As much as i would have liked to bring a Camaro SS back to Sweden, my wife pointed out three valid points
1) There is no room in the garage unless i loose some bikes
2) Gas price just passed $8.50/gallon
3) I drive like an old lady (I guessi could argue this one, but why when 1 & 2 kinda shuts the door)

jmforge
03-12-2012, 12:38 AM
The good news is that some of the more "reasonably priced" super cars actually get driven, You are much less likely to find a Porsche Turbo, a ZR1 or a Nissan GT-R that has only 7000 miles on it after 5 years of ownership than say a Ferrari. Porsche probably has the highest percentage of owners that actually use their car as something akin to a "daily driver"
It's always a shame to see things like that happen. But I guess so many people who buy them wind up looping into guardrails they need to make sure the car owners are protected from themselves. I remember that being an issue in the mid-90s w/ the newer corvettes. The first generation that came with traction control had well over 300 hp. The traction control could be turned on or off (fully defeated). Drivers were stuffing the cars after turning off the traction control. A friend of a friend looped his off the road and into the trees the first week he owned it. He was showing off the car to the mutual friend at the time :)


Thankfully continued development of these systems in higher-end cars is resulting in less-intrusive versions that truly only kick in when things are starting to go horribly wrong.
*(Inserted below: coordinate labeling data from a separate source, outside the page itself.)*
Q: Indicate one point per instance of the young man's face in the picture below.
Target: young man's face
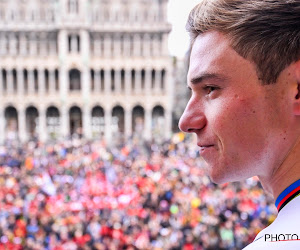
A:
(241, 125)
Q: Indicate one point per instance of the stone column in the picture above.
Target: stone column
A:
(97, 81)
(42, 125)
(20, 82)
(2, 45)
(33, 44)
(97, 46)
(118, 81)
(23, 43)
(146, 42)
(85, 95)
(148, 80)
(137, 45)
(43, 44)
(87, 130)
(107, 120)
(12, 44)
(128, 82)
(117, 45)
(126, 45)
(9, 81)
(1, 82)
(128, 122)
(63, 82)
(23, 136)
(65, 125)
(107, 46)
(148, 124)
(2, 126)
(41, 82)
(30, 81)
(164, 45)
(155, 45)
(168, 123)
(107, 81)
(138, 81)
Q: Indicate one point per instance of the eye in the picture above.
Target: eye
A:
(209, 89)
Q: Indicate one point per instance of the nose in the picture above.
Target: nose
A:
(193, 119)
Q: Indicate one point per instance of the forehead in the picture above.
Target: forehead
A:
(210, 52)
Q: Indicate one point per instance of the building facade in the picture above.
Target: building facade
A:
(99, 68)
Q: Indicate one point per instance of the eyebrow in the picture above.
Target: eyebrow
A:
(207, 76)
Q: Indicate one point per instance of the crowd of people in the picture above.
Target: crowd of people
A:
(80, 194)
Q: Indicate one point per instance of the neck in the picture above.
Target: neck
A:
(286, 174)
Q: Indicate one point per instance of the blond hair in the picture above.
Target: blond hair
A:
(266, 32)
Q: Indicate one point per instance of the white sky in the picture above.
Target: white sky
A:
(178, 11)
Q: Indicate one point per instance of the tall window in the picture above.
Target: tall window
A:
(74, 79)
(73, 6)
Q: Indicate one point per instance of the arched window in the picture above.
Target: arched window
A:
(73, 6)
(75, 79)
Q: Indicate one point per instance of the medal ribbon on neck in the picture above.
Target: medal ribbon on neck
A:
(287, 195)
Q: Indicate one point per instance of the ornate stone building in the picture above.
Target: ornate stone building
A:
(93, 67)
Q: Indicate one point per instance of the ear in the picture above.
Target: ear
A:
(296, 88)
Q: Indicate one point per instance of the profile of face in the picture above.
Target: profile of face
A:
(243, 127)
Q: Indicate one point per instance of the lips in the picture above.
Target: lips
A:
(205, 149)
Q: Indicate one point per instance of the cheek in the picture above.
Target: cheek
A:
(238, 121)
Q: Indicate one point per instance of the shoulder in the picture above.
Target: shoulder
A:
(283, 233)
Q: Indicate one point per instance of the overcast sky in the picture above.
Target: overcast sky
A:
(178, 11)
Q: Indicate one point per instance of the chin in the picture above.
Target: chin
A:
(221, 177)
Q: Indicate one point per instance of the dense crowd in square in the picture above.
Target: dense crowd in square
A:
(79, 194)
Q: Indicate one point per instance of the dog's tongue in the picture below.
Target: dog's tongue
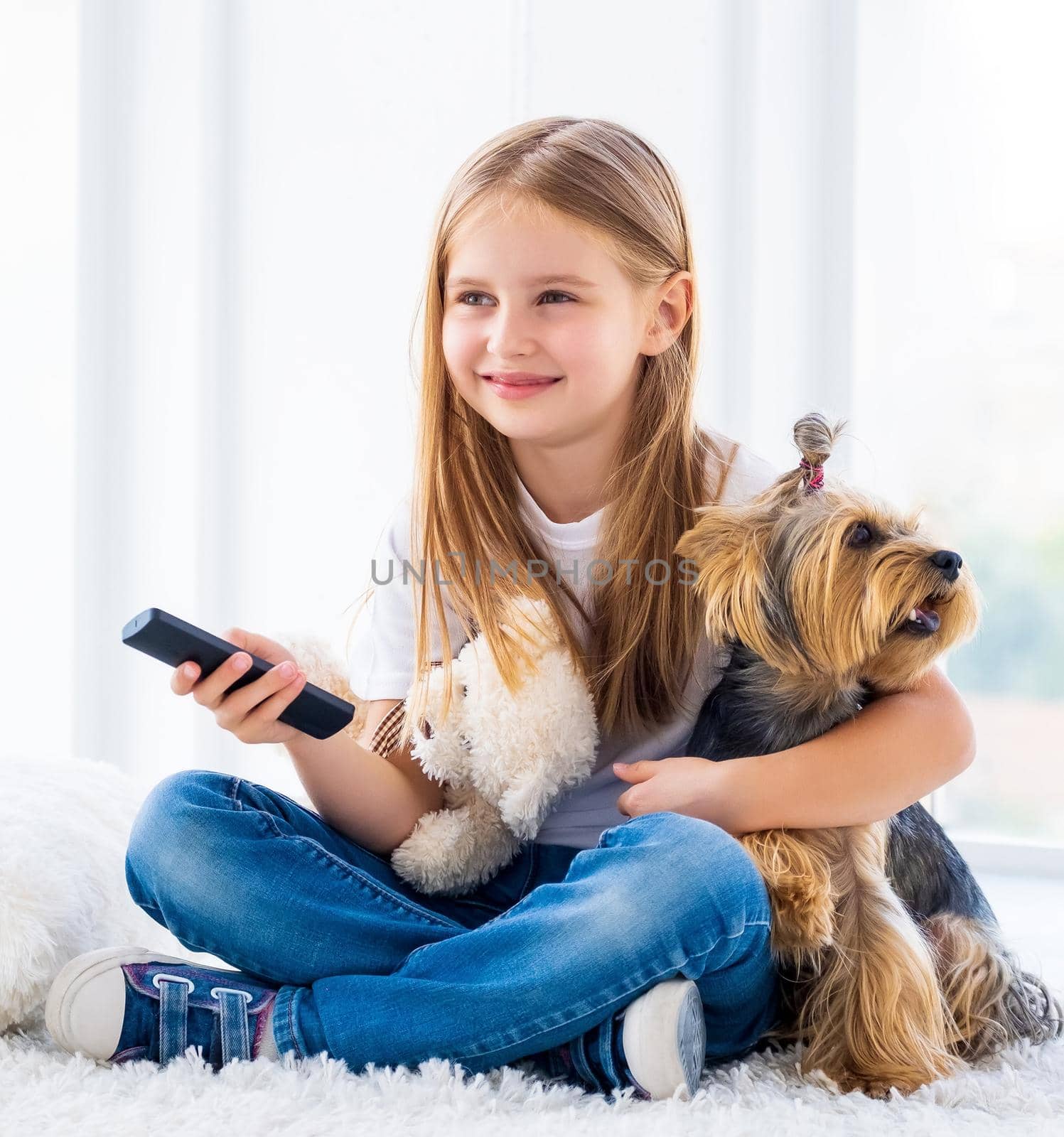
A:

Hopefully that technology will get inexpensive enough it will trickle down to everyday cars so you can still have fun with them on highway ramps, etc. (not that, uh, I would ever do something like that)

Cars are like kitchen knives. The people who can afford the really, really expensive, high performance ones are the people who are least likely to need the performance in the first place! and the ones who can really benefit from it are usually the ones with the least chance of being able to afford them.